Port franc de Luxembourg

Trust / no trust

d'Lëtzebuerger Land vom 17.04.2015

« Le port franc de Luxembourg (...) est touché de plein fouet » (Mediapart du 11 avril) par le scandale mettant en cause son fondateur et financier Yves Bouvier dans une sombre histoire monégasque de marges sur des œuvres d’art vendues au milliardaire russe Dmitri Rybolovlev. Entre trente et quarante pour cent des espaces au Findel ne seraient pas encore loués, plusieurs clients potentiels s’étant désistés, selon le site d’information français, qui dédie une longue enquête à l’affaire et à ses multiples implications. À lire les accusations que se lancent Bouvier et Rybolovlev, on n’a pas envie de choisir son camp. Bouvier, homme d’affaires suisse quinquagénaire ayant repris la société de transport National Le Coultre de son père et construit les freeports de Genève, Singapour et Luxembourg, a vendu des œuvres d’art de grande valeur – 37 œuvres en tout, pour un total de deux milliards de francs suisses (1,9 milliard d’euros), selon Le Monde du 12 avril, dont des Da Vinci, Rothko, Modigliani – au quadragénaire Dmitri Rybolovlev, oligarque sulfureux, dont la fortune est estimée à huit milliards de dollars. Rien que ces chiffres donnent le tournis. Le reproche du Russe : Bouvier, qui ne devait faire que l’entremise entre un vendeur et son client et toucher pour cela deux pour cent de commission, se serait considéré plutôt comme un vendeur lui-même, et aurait, sans l’accord de son client, encaissé une commission de vingt à trente pour cent sur certaines ventes. Après avoir payé une caution de dix millions d’euros à Monaco, Yves Bouvier est libre depuis trois semaines et prépare sa défense.
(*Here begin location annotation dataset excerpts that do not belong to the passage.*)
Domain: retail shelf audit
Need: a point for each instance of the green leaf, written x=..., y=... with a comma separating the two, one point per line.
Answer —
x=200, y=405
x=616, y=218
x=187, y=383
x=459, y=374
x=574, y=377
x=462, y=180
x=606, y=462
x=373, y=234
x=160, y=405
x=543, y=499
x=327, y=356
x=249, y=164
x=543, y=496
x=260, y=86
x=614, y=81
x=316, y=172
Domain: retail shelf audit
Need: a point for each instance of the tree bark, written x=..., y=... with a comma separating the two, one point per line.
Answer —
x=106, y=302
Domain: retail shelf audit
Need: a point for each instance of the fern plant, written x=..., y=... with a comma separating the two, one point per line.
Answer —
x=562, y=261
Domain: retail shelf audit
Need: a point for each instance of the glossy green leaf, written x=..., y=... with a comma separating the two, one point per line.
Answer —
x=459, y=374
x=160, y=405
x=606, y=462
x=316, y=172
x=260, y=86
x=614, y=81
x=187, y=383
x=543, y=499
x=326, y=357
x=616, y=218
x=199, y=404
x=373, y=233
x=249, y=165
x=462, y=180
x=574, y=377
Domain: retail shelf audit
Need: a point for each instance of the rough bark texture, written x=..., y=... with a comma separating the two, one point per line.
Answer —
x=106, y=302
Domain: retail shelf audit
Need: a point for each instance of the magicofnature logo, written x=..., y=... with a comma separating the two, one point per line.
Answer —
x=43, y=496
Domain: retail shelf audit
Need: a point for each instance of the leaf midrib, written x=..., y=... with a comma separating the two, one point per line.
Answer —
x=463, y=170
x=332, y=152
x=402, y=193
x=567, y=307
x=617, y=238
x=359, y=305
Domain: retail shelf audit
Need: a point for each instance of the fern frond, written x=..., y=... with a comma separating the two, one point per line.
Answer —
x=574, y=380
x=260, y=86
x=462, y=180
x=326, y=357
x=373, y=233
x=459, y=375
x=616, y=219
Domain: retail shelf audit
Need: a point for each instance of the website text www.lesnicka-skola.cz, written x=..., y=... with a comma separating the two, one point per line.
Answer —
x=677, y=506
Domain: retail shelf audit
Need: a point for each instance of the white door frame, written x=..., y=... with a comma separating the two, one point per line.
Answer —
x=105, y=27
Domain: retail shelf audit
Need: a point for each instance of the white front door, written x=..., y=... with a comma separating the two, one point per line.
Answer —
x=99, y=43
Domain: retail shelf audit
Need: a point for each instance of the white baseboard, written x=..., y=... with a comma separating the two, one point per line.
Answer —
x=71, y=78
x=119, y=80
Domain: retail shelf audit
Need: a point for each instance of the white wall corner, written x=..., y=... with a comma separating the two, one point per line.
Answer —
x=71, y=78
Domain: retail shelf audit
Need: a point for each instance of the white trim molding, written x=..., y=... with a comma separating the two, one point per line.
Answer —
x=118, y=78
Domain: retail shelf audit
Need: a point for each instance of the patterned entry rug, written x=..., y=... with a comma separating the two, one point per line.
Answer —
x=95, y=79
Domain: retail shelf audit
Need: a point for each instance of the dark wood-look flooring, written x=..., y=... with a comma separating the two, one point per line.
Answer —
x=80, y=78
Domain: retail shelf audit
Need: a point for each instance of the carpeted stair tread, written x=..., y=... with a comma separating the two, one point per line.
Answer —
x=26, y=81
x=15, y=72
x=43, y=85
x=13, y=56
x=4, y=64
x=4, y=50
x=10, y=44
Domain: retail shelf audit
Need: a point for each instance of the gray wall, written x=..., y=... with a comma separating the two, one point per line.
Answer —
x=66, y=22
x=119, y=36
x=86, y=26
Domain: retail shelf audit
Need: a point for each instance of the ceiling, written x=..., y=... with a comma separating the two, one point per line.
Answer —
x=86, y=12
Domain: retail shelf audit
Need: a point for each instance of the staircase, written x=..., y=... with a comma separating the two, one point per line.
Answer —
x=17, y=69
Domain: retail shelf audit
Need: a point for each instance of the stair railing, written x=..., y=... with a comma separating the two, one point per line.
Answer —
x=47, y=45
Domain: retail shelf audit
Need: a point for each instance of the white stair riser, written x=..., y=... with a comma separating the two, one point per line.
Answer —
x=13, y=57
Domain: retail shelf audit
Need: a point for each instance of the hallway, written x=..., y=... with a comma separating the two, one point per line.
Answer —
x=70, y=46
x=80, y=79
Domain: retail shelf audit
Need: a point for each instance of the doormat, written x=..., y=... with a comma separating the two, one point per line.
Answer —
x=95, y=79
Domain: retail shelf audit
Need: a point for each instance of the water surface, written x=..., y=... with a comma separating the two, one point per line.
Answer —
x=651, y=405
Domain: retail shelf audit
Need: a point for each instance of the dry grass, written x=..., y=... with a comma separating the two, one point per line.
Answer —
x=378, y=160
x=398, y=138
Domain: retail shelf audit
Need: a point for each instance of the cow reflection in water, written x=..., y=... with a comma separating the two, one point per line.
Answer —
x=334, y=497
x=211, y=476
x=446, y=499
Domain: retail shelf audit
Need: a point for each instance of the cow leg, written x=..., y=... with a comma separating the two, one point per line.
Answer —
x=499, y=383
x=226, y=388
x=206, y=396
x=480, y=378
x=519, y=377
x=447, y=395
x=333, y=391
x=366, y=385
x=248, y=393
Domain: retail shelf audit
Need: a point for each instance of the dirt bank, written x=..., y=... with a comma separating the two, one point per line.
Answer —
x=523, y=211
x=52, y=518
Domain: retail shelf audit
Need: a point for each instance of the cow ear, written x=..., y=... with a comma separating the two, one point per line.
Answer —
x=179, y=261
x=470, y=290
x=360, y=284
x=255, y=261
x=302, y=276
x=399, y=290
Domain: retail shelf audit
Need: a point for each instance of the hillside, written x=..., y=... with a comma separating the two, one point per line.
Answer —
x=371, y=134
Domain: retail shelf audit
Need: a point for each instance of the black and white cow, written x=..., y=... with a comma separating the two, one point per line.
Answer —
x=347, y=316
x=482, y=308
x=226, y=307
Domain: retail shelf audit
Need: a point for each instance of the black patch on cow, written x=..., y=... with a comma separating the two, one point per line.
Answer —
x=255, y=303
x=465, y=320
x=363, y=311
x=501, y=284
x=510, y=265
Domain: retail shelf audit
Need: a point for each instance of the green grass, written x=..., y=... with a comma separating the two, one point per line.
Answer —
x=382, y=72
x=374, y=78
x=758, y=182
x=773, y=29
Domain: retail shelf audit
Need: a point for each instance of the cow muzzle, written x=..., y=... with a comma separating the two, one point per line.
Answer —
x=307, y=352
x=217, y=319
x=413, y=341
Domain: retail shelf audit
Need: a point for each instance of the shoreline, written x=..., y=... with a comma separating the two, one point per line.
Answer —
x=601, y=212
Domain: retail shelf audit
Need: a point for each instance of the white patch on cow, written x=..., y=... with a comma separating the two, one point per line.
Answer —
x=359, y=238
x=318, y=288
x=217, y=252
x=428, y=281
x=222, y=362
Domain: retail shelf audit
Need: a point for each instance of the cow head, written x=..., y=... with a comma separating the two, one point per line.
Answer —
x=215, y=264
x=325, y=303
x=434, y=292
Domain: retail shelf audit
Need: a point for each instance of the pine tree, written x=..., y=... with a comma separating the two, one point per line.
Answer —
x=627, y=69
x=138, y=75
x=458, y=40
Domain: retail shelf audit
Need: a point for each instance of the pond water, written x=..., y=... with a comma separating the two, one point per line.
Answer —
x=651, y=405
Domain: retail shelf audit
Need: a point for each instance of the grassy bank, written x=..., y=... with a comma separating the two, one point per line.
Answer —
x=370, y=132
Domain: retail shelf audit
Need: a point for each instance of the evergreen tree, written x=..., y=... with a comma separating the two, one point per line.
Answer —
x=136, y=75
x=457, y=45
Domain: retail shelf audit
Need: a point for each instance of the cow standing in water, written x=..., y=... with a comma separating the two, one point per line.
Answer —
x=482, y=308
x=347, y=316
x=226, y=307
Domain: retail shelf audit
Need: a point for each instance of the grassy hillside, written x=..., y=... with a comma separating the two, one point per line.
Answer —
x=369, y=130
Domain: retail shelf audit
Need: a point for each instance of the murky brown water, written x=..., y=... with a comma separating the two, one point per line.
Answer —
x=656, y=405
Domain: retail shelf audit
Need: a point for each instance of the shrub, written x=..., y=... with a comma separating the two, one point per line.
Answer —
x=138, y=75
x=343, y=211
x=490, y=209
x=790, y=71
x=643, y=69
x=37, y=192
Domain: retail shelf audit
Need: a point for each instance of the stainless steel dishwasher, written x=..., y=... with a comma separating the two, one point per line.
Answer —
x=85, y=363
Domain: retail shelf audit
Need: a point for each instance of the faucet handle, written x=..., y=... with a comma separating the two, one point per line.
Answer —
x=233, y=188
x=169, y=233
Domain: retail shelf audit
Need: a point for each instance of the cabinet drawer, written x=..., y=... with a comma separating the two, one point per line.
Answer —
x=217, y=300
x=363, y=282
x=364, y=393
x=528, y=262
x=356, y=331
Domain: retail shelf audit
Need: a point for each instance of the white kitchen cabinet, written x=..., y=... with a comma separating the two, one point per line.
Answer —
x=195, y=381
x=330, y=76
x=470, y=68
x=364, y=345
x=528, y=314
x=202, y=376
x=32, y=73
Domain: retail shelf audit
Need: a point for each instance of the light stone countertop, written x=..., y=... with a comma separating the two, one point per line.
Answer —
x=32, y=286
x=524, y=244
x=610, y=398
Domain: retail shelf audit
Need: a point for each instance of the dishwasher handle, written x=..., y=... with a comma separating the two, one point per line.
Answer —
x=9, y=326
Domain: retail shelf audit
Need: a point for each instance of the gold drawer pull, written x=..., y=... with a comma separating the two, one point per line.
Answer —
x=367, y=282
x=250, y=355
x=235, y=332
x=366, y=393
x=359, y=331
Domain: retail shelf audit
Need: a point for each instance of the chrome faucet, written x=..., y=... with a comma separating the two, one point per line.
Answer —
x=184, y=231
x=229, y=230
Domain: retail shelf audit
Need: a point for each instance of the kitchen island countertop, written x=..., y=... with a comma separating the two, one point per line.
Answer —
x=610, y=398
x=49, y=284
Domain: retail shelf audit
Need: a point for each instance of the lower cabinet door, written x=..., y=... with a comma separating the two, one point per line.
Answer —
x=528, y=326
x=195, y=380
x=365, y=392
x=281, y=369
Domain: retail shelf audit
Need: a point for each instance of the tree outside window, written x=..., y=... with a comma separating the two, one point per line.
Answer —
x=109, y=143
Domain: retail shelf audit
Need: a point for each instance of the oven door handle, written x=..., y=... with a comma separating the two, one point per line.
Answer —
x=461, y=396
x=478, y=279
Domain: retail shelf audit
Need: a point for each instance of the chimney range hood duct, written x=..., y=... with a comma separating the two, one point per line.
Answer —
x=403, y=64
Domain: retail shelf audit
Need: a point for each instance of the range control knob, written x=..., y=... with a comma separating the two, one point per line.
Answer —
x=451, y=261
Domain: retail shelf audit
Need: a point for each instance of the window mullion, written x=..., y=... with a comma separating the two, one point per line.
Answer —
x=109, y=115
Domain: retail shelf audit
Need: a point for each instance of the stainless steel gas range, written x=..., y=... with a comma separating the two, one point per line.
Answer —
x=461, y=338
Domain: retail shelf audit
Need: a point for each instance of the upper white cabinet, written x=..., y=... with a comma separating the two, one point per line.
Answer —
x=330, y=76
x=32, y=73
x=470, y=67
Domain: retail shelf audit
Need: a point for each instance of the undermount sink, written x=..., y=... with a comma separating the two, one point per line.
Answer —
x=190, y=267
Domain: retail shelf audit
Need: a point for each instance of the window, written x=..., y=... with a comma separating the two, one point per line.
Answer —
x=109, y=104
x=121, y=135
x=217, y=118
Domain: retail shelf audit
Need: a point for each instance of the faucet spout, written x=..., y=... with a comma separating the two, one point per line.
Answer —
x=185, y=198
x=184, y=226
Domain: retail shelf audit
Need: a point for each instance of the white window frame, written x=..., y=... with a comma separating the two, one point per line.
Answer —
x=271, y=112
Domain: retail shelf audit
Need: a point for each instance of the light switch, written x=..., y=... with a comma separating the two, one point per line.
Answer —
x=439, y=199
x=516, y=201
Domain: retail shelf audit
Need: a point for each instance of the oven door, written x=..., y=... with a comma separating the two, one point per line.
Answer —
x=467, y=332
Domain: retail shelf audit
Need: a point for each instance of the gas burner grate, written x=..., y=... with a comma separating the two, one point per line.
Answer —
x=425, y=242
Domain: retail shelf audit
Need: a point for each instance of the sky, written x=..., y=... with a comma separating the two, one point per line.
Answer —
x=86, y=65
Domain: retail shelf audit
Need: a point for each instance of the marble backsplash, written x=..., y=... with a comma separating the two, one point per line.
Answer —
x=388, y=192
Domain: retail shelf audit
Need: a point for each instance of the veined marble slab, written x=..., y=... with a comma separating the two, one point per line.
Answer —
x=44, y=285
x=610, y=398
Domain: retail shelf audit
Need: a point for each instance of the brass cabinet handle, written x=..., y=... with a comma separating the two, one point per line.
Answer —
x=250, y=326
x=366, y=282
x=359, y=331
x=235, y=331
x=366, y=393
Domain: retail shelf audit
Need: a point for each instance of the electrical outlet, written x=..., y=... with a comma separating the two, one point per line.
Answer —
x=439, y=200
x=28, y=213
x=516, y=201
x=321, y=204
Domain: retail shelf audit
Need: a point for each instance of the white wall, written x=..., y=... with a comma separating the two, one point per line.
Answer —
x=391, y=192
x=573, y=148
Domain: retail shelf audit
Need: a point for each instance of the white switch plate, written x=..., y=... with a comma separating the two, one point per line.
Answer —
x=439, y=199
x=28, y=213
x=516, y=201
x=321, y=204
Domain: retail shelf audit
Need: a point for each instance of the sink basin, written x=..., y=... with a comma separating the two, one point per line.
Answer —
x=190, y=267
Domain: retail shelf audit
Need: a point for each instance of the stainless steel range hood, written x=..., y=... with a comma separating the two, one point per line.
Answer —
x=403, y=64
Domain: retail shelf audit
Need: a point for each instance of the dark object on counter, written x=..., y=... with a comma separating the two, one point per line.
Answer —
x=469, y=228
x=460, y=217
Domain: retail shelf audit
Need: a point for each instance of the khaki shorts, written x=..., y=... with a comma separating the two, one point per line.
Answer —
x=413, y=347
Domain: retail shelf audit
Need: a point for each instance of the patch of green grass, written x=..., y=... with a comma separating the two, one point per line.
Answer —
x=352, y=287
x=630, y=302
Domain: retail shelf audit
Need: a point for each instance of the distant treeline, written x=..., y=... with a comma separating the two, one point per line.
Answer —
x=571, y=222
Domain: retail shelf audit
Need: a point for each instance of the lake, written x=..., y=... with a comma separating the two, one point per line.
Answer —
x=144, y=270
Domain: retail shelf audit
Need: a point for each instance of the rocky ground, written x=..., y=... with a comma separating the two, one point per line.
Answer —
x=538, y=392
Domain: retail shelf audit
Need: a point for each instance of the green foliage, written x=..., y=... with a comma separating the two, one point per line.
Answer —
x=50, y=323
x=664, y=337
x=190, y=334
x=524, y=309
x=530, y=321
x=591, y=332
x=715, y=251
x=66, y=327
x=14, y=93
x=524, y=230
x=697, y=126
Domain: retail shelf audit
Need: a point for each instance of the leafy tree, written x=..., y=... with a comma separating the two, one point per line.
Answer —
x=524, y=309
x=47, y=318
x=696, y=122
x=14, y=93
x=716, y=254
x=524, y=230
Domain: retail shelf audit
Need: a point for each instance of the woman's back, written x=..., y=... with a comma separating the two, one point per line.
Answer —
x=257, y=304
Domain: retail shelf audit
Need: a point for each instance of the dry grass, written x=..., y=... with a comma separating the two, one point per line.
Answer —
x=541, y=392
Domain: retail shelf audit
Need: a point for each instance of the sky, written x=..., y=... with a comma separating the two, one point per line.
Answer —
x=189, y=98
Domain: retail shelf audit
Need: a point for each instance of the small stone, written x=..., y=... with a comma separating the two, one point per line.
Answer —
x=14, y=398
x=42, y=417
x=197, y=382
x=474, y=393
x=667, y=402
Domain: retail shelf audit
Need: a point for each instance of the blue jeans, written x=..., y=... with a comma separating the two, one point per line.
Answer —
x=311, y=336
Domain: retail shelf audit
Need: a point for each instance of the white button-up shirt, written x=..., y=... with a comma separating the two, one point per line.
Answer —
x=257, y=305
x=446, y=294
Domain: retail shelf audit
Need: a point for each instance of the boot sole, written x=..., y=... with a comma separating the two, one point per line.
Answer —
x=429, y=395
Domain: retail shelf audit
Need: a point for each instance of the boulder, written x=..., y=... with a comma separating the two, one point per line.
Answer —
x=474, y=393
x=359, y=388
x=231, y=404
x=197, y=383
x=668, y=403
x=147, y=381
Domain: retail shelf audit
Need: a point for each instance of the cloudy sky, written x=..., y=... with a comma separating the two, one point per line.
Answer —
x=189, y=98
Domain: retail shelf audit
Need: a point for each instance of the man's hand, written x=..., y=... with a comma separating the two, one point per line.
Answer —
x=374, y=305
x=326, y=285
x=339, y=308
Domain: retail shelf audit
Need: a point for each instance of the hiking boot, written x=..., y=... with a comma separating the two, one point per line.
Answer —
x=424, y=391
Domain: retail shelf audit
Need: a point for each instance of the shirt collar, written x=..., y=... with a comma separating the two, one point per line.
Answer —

Cette affaire entre grosses fortunes, entre un baratineur et un caïd, est intéressante pour plusieurs de ses implications. La première, bien sûr, concerne le Luxembourg. Lors de l’inauguration du « Le Freeport » (nom officiel), le 17 septembre 2014, le monde politico-économique n’avait que des éloges pour cet entrepreneur qui investit cinquante millions d’euros dans une structure devant contribuer à la diversification économique du pays en fondant notamment un « art cluster » de services en tous genres autour de ce stockage d’œuvres de grande valeur. Des œuvres qui, promit même son directeur David Arendt, allaient peut-être pouvoir être exposées dans les musées locaux. Déjà à l’époque, il était évident que ce discours-là n’était qu’un écran de fumée devant faire gober le projet au grand public. Car malgré tous les efforts de transparence affichés dans la communication du port franc, le concept même demande la discrétion la plus totale sur ce que cachent les coffres-forts hyper-sécurisés. En réalité, le Freeport n’est qu’une pierre à la politique actuelle d’attirer les ultra-riches au Luxembourg, ces Ultra High Net Worth Individuals qui doivent sauver le private banking post-secret bancaire. Et sur ce segment, il n’y a qu’une seule loi : celle du secret. La culture du secret que chérissaient tellement plusieurs gouvernements successifs était donc une qualité bienvenue. L’affaire Bouvier a rompu ce secret, et, soudain, on voit toutes les ficelles de ce marché opaque et assez peu ragoûtant qu’est devenu celui de l’art. Qu’Yves Bouvier annonce cette semaine qu’il se retire de la présidence du Freeport le temps de prouver son « innocence » est une pénitence un peu tardive pour rétablir la confiance.

La deuxième leçon intéressante de l’affaire Bouvier est, justement, la vue qu’elle donne sur le marché de l’art et ses dérives, un marché complètement dérégulé où le capitalisme le plus sauvage règne en maître. Des œuvres d’art, dont on pourrait considérer qu’elles devraient faire partie du patrimoine mondial, sont exfiltrées de l’accès public pour être réduites à des objets de pure spéculation. À l’heure où les musées voient leurs budgets d’acquisition fondre comme neige au soleil – et le Mudam en est l’exemple le plus caricatural, son budget d’acquisition ayant été simplement supprimé en hiver dernier –, des tableaux à plusieurs centaines de millions d’euros sont devenus inaccessibles pour les États. À l’heure où l’on crie au feu devant la destruction d’œuvres d’art par le fanatisme djihadiste de guerriers de l’État islamique, on devrait aussi mettre en garde contre ce vandalisme-là. Celui de soustraire des œuvres censées élever l’homme par leur beauté à son regard et de les laisser aux mains de financiers cupides.